During supper yesterday, my 9 year old daughter asked me how she could open her own business.
“How do I do it, I guess I buy a building first?” she said between mouthfuls.
I looked at her, thought for a second, and gave her the one piece of advice most people just laugh about, “No little one, you never do that. You start a Youtube Channel.”
She had the look of fireworks behind her eyes, and I was instantly stuck in between an excited conversation with her younger sister about what they were going to do on their Minecraft YouTube Channel.
Was this intelligent advice? I believe it was, but let me explain.
Never destroy the dreams of a child…
Did you ever have a dream as a child? One that you had the courage to tell to a teacher or a parent, only to have them utterly CRUSH that dream with their grown-uppy vision?

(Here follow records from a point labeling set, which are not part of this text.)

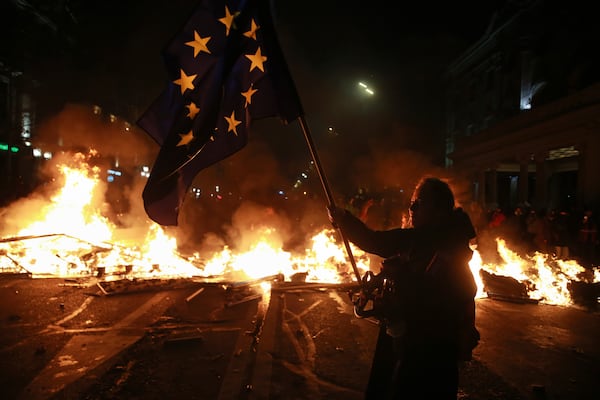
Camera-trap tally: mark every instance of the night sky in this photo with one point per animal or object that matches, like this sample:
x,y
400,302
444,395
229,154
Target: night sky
x,y
108,53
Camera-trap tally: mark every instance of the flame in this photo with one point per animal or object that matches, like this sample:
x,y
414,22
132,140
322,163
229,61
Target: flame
x,y
68,237
547,277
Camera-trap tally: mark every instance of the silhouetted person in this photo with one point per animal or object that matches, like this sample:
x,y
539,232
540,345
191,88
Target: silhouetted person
x,y
428,326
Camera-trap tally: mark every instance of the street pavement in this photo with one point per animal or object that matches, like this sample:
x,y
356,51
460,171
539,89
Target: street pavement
x,y
186,339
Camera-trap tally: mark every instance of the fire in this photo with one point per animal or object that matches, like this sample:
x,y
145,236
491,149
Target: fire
x,y
67,236
546,277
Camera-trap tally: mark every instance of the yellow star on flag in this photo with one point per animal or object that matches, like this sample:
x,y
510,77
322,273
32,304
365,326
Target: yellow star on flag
x,y
193,110
185,81
185,138
227,20
199,44
252,32
248,95
233,123
257,60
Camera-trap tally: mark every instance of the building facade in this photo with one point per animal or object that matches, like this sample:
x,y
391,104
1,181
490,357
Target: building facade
x,y
523,110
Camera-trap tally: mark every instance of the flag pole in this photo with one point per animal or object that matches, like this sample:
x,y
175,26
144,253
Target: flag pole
x,y
330,200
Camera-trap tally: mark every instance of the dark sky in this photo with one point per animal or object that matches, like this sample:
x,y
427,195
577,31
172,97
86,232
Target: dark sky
x,y
108,53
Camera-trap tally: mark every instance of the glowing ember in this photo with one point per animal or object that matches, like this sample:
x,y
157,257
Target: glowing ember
x,y
67,236
549,277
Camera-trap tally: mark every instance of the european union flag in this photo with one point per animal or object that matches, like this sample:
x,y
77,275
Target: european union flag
x,y
225,69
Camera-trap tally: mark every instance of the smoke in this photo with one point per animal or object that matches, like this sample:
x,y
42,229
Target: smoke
x,y
82,127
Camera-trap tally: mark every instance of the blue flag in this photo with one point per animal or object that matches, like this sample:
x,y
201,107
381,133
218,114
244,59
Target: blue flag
x,y
225,69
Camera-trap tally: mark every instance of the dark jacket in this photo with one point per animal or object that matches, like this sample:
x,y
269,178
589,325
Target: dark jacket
x,y
435,288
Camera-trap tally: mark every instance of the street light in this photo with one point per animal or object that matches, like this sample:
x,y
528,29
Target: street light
x,y
366,88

Do you remember how that felt? Having something that was so on fire in your mind that you had to share it with someone you loved, literally thrown out with the garbage?
It probably hurt. A lot.
Will my daughter actually create her Youtube channel? Who knows, that’s up to her drive and interests. But why would you want to destroy a dream that a child wants to share with you? They want you to be a part of their life, and are seeking validation from someone they admire.
Encourage those dreams, enjoy the interaction and when they succeed (because they WILL succeed in life at some point in time) they’ll want to share the excitement with you. And wouldn’t that be something?
Really, how relevant is our advice these days?
Seriously, what do we as adults even know about what children see and comprehend? We look at the world with our own personal biases and fears, and the older we get, the more we want to play it safe and familiar, and a real business is where we felt secure.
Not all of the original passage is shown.